- Advertising poster

Japanese name
- Kanji: ハヤテのごとく! HEAVEN IS A PLACE ON EARTH
- Revised Hepburn: Hayate no Gotoku! HEAVEN IS A PLACE ON EARTH
- Directed by: Hideto Komori
- Screenplay by: Yasuko Kobayashi
- Story by: Kenjiro Hata (original manga)
- Produced by: Akio Matsuda Takeyuki Suzuki
- Starring: Ryōko Shiraishi Rie Kugimiya Rie Tanaka Shizuka Itou Mikako Takahashi
- Cinematography: Ryō Iijima
- Edited by: JAYFILM Tomoki Nagasaka
- Music by: Wataru Maeguchi
- Production company: Manglobe
- Distributed by: King Records T-JOY
- Release date: August 27, 2011;
- Running time: 70 minutes
- Country: Japan
- Language: Japanese

= Hayate the Combat Butler!
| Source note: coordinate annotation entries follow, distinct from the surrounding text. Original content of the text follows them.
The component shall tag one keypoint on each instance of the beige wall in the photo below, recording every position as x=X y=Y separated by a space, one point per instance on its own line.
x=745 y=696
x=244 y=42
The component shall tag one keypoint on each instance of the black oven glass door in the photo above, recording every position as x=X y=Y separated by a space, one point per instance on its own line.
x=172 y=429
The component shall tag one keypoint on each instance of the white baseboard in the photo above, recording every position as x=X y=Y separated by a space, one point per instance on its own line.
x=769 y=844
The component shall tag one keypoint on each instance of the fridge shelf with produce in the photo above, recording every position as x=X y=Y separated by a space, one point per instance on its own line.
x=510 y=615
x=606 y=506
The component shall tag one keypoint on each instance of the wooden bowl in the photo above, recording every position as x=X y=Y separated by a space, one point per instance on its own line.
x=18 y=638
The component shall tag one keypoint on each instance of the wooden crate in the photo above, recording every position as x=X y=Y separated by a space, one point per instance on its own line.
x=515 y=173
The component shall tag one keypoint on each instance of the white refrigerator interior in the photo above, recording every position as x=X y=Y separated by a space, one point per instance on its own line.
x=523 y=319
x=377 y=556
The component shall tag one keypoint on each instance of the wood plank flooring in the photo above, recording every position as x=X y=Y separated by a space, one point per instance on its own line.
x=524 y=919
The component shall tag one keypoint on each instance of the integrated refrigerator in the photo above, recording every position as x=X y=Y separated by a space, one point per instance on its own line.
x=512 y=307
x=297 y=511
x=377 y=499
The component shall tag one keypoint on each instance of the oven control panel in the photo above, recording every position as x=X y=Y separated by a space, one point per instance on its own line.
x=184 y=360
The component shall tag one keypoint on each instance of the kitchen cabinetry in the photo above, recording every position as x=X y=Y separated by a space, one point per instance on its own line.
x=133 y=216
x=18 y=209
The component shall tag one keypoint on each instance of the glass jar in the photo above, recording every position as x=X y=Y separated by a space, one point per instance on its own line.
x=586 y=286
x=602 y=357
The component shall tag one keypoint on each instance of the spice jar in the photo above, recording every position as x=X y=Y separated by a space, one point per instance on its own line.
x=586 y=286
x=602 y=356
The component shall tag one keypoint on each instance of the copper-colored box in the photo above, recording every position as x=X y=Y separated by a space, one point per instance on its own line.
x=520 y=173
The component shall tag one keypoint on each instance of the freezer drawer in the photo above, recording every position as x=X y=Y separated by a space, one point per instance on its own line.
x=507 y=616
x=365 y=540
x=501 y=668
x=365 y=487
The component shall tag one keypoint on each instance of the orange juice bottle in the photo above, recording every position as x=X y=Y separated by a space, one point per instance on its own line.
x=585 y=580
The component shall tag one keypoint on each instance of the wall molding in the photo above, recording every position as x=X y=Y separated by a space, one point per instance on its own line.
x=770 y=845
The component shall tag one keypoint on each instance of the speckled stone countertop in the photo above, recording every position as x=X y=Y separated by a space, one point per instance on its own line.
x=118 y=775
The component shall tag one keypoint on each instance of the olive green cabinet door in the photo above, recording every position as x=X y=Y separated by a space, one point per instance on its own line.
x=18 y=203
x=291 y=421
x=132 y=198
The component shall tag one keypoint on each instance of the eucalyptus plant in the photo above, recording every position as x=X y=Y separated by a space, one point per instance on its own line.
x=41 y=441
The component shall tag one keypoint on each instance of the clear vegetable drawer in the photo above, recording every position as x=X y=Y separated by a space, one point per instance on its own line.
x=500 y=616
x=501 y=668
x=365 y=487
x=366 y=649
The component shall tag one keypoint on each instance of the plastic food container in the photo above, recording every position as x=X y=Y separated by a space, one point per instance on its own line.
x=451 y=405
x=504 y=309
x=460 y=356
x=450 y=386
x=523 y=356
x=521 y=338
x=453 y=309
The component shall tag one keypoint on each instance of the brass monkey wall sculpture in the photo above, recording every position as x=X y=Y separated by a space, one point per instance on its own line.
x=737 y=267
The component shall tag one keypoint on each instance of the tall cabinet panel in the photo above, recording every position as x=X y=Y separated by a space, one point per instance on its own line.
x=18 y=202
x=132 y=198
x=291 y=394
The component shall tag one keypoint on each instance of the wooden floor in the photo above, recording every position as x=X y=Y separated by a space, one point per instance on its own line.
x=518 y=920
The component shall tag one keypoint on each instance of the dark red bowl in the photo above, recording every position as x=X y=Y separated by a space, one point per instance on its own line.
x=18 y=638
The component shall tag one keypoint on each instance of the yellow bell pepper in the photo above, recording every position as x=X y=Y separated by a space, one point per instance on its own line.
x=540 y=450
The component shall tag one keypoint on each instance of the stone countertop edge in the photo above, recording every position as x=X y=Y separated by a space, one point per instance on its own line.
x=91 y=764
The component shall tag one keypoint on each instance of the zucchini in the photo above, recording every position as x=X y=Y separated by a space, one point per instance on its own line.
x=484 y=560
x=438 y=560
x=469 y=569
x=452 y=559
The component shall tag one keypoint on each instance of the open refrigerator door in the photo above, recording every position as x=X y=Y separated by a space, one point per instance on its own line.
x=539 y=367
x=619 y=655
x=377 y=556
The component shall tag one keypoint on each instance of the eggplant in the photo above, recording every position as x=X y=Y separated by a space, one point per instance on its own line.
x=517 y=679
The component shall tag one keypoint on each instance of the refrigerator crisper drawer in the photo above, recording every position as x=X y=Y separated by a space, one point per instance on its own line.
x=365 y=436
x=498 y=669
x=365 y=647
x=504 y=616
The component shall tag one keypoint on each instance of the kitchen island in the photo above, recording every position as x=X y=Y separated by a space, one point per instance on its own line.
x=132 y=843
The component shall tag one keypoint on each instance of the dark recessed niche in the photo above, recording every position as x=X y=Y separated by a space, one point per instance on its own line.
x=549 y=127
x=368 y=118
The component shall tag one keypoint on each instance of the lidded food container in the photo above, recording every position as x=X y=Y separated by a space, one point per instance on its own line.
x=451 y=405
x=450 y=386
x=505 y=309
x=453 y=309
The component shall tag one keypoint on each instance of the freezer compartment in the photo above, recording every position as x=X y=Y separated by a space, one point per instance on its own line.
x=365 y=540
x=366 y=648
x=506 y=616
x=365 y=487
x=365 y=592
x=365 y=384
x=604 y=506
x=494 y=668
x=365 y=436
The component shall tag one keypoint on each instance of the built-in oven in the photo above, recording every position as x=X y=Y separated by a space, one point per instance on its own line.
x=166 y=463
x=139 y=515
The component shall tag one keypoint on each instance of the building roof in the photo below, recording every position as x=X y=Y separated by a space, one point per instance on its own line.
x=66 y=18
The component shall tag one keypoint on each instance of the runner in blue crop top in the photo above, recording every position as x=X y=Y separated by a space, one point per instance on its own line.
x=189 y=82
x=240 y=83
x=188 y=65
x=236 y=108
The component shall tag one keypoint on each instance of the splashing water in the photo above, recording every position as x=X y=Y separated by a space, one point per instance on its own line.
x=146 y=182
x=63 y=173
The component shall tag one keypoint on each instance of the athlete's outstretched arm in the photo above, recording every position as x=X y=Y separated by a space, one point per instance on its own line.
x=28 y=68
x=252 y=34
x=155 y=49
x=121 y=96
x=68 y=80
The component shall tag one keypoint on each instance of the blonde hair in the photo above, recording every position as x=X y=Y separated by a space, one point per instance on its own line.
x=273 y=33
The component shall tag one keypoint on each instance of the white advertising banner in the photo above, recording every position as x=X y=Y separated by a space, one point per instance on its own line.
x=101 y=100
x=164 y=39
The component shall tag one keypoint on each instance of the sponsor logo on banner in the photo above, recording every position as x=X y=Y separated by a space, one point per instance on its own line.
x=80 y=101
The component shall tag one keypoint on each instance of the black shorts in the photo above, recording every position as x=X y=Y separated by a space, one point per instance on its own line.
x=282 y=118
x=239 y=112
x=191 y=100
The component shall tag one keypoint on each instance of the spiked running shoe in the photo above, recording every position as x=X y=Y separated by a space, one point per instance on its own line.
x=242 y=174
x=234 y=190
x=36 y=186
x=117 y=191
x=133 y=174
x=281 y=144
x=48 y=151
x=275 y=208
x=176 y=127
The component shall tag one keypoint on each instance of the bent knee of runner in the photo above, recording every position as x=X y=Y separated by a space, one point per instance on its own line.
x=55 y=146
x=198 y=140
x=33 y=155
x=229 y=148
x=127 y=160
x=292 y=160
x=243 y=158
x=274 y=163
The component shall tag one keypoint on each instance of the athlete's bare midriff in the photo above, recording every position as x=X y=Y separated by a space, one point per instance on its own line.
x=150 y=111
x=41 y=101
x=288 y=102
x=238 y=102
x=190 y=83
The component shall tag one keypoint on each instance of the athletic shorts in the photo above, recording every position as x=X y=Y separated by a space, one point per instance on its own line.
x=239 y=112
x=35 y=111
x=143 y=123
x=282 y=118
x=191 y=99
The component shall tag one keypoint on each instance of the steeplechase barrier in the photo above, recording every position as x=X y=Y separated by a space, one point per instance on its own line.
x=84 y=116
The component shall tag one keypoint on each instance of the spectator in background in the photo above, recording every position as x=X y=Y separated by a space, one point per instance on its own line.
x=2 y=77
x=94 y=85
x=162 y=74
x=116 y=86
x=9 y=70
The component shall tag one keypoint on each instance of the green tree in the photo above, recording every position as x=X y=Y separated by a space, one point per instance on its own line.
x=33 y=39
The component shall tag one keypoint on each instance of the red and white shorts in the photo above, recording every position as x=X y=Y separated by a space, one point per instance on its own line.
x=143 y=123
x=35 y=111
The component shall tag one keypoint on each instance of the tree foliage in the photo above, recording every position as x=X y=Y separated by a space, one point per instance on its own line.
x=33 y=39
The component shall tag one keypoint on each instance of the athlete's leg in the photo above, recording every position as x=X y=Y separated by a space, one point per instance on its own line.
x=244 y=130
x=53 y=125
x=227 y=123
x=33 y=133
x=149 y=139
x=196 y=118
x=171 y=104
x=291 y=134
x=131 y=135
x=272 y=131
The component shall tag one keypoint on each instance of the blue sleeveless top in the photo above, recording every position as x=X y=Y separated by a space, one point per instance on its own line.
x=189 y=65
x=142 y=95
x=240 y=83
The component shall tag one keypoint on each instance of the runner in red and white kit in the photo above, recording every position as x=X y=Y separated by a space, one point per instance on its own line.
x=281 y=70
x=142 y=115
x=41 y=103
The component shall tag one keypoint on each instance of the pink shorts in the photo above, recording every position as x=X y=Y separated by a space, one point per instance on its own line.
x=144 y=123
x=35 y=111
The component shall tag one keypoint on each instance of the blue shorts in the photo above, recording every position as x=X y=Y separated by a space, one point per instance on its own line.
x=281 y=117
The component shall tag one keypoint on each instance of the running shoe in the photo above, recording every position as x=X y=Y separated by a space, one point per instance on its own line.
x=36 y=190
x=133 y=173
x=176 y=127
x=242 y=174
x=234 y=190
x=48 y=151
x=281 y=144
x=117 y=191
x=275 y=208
Heaven Is a Place on Earth =

2011 Japanese anime film

Hayate the Combat Butler! Heaven Is a Place on Earth (劇場版 ハヤテのごとく! HEAVEN IS A PLACE ON EARTH) is a 2011 Japanese animated film in the Hayate the Combat Butler anime and manga franchise. The film was released in theaters on August 27, 2011, as a double-bill with Mahou Sensei Negima! Anime Final. The film was licensed for streaming and home video release by Sentai Filmworks in August 2015.

==Plot==

Hayate, Nagi, and the gang spend the last days of summer break at Nishizawa's countryside vacation home. But a mysterious spirit (Suzune Ayasaki—Hayate's grandmother) has concocted a scheme to separate the butler from his young mistress in a closed-space amusement park that Hayate used to visit when he was young.